Reagan, instead, identified government as the villain and said it "would make more sense" if Washington would turn back to local government many of the tax sources it has preempted.
But Reagan did mention two federal programs he had previously endorsed during the campaign. One is an Ruban Homesteading Act that would allow city dwellers to take over rundown federal housing if they promised to fix it up and live in it. The other is an "enterprise zone" in which businesses would be given tax incentives for moving into depressed inner-city areas.
Their differences were equally sharp on a question from science columnist Daniel S. Greenberg about the effect diminishing resources would have on American life.
The GOP nominee said there are ample supplies of oil, coal and nuclear energy available but that government policies and regulations have led to scarcity.
"I think it is the government . . . that has created the energy crisis," Reagan said. "We are an energy-rich nation."

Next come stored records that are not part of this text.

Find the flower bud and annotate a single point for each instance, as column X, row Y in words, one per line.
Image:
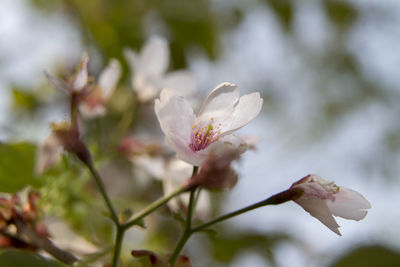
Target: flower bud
column 322, row 199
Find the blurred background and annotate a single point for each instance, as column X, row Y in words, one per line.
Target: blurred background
column 329, row 73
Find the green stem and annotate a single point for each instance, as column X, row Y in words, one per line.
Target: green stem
column 153, row 206
column 188, row 227
column 102, row 190
column 273, row 200
column 118, row 244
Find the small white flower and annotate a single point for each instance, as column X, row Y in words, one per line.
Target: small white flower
column 149, row 71
column 94, row 105
column 193, row 137
column 322, row 199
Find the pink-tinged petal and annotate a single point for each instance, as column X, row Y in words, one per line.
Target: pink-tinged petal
column 318, row 209
column 81, row 78
column 219, row 105
column 145, row 88
column 183, row 150
column 109, row 78
column 57, row 83
column 349, row 204
column 175, row 115
column 227, row 144
column 182, row 82
column 88, row 111
column 48, row 154
column 154, row 57
column 248, row 107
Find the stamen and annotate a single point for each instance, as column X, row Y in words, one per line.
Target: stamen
column 204, row 136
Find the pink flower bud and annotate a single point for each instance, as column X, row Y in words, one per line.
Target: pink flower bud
column 322, row 199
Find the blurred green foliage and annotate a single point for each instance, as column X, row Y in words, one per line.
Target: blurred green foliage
column 17, row 167
column 112, row 25
column 369, row 256
column 226, row 246
column 25, row 259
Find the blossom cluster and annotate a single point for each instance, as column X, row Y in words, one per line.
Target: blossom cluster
column 202, row 143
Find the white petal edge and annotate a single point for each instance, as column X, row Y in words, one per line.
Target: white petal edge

Anderson said that with that statement, "Mr. Reagan has once again demonstrated a total misunderstanding of the energy crisis which confronts the nation and the world. . . .We are going to have to create a new conservation ethic in the minds of the American people," he said.
The emotional issue of abortion provided the fuel for another sharp exchange, triggered by a question from Soma Golden of The New York Times on clergymen's right to tell parishioners how to vote.
Reagan said churches had "for a long time . . . been reluctant to speak up" but should do so on vital issues.
"Churches have a right to speak out," Anderson agreed, "but to try to tell people how to vote violates the constitutional principle of separation of church and state."
Then they reiterated their opposing views on a constitutional amendment barring abortion except to save the life of a mother, which Reagan supports and Anderson opposes.
The lone topic on which there was agreement was the issue of military manpower and the draft, raised by the Baltimore Sun's Charles Corddry. Reagan and Anderson both said the shortages of noncommissioned officers and key specialists could be remedied by higher pay and benefits, without a resort to a peacetime draft.
Anderson claimed he would have "a better opportunity" to finance those benefits because he opposed "a boondoggle like the MX missile." Reagan said he supported the missile, but not the "fantastic" deployment plans in the western desert developed by the Carter administration.
The debate was held in a makeshift auditorium in Baltimore's new $50 million convention center in the city's Inner Harbor area. A crowd of about 2,500 sat on straight-back maroon chairs in the cavernous hall, which resembled an architecturally pleasing concrete bunker.
An overflow audience sat in an adjoining hall that had a closed-circuit television hookup.
The more important audience was the estimated 50 million television viewers who watched the debate on CBS, NBC and PBS instead of turning to the movie on ABC.
One evaluation of the debate favorable to Reagan came from a former competitor in the GOP primaries -- Senate Minority Leader Howard H. Baker, Jr., who said Reagan won on every question posed.
"He was such a strong winner I was midly surprised," Baker added.